現場だと、絶対に安全靴を履くように求められます。
建築現場だと安全靴を履いてないと、ゼネコンさんにその場で帰らされることも普通にあります。
理由は、労働安全衛生規則(第558条)によって事業者、労働者共に作業環境に応じて安全靴等の着用が義務付けられているから。
労働安全衛生規則 第五百五十八条
事業者は、作業中の労働者に、通路等の構造又は当該作業の状態に応じて、安全靴又はその他の適当な履物を定め、当該履物を使用させなければならない。
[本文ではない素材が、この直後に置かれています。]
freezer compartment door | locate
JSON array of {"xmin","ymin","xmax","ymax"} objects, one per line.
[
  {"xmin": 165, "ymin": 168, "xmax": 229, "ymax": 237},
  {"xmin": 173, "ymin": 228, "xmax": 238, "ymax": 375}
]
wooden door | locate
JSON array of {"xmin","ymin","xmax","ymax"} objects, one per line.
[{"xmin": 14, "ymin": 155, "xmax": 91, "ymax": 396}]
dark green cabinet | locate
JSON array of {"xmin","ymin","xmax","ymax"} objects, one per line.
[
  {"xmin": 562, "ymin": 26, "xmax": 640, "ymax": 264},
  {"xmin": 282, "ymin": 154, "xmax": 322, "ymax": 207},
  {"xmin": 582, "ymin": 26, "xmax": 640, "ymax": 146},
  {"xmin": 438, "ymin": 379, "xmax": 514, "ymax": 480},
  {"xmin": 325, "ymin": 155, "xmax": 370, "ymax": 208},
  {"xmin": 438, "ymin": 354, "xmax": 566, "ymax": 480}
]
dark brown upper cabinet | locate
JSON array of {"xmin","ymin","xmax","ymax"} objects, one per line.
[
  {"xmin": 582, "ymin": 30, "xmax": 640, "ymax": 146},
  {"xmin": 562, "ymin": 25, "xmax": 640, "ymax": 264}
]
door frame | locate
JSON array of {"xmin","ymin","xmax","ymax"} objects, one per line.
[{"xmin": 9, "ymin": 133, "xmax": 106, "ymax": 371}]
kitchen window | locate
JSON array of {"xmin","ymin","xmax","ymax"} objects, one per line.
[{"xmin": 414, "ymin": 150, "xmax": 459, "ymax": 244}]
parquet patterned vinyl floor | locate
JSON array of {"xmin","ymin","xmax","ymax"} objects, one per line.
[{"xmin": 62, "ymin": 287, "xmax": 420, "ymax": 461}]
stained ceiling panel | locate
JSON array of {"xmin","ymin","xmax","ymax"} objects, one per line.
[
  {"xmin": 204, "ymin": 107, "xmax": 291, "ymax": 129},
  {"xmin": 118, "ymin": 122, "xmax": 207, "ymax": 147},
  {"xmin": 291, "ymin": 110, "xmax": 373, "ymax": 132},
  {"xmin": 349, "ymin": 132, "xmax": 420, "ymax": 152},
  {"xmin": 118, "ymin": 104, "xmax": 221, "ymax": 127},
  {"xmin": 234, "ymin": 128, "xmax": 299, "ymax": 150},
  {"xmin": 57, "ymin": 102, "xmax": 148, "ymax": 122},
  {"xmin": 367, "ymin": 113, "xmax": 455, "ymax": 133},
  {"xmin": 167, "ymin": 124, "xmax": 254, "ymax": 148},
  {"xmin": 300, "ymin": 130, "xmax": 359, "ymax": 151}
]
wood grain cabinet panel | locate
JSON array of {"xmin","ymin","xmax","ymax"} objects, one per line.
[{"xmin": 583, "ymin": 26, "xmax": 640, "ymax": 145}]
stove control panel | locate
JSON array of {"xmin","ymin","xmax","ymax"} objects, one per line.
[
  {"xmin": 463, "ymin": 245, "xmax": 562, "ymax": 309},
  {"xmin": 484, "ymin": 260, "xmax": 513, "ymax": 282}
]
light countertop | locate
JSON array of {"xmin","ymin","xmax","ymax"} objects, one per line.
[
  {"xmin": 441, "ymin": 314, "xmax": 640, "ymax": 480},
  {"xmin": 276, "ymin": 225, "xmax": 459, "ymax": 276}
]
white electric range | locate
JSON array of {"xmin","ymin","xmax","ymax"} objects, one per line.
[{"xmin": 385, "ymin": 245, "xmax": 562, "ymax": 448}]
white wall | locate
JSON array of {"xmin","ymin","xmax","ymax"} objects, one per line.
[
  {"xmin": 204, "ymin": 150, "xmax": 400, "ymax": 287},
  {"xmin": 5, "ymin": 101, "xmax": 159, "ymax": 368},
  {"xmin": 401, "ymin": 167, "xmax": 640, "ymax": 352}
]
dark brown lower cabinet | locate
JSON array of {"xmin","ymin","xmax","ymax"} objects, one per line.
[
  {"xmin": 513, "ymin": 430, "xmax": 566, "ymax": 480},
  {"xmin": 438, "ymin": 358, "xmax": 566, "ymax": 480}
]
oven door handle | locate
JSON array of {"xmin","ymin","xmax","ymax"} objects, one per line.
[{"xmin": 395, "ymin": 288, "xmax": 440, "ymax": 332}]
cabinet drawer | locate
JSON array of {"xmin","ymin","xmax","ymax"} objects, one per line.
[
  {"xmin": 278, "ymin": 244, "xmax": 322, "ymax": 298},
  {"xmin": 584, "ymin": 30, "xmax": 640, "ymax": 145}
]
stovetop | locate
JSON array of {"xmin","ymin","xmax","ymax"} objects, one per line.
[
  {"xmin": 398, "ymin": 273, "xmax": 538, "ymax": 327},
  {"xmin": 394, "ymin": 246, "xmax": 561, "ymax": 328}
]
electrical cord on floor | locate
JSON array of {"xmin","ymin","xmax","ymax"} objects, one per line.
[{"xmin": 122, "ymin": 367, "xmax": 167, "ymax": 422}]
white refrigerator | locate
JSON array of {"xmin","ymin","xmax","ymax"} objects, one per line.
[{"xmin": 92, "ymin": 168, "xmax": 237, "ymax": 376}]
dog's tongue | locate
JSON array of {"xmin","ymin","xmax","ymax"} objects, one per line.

作業環境によって安全靴に求められる性能は変わります。
作業区分は、
- 超重作業用(U)
- 重作業(H)
- 普通作業(S)
- 軽作業(L)
4つの作業区分に分かれますので、その区分に合わせた安全靴を着用する義務があるのです。
※超重作業用が追加
旧版では重作業までだった作業分類に「超重作業用」が追加されました。
超重作業用のつま先保護性能は耐衝撃性200J。
安全靴(あんぜんぐつ、Safety boots)とは、安全靴は日本工業規格(JIS)において「主として着用者のつま先を先芯によって防護し、滑り止めを備える靴」と定義されています。
JIS規格の安全靴を必ず履かないといけないのか?
一般的に現場で見かける安全靴には2種類あります。
- JIS規格(安全靴)
- JSAA規格(プロテクティブスニーカー)
性能については、近しいものがたくさんありますけど。
JIS規格の安全靴は、安全性が高く。JSAA規格(プロテクティブスニーカー)は、おしゃれなデザインなものが多いです。
ほとんどの現場では、どちらかの規格の安全靴・プロスニーカーを着用していればOKです。
ただし、安全面に厳しく指定されている現場ではJIS規格の安全靴を着用しなくてはいけないこともあります。
JSAA規格(プロテクティブスニーカー)の性能
耐圧迫性 | 耐衝撃性 | 耐剥離性 | |
A種 | 10±0.1kN | 36cm | 甲皮:革またはゴム300N以上 |
B種 | 4.5±0.04kN | 15cm | 甲皮:革またはゴム250N以上 |
JSAA規格のプロスニーカーは、普通作業用や軽作業用の安全性は確認されています。
企業で安全靴を支給しないのはなぜ?
企業によっては、指定の安全靴を従業員に配っている会社もあります。
ですが、会社によっては安全靴は指定するものの支給してくれない会社もあります。
労働基準法では就業規則に定めがある場合は、安全靴の購入については労働者の自己負担にさせることが認められていることがあります。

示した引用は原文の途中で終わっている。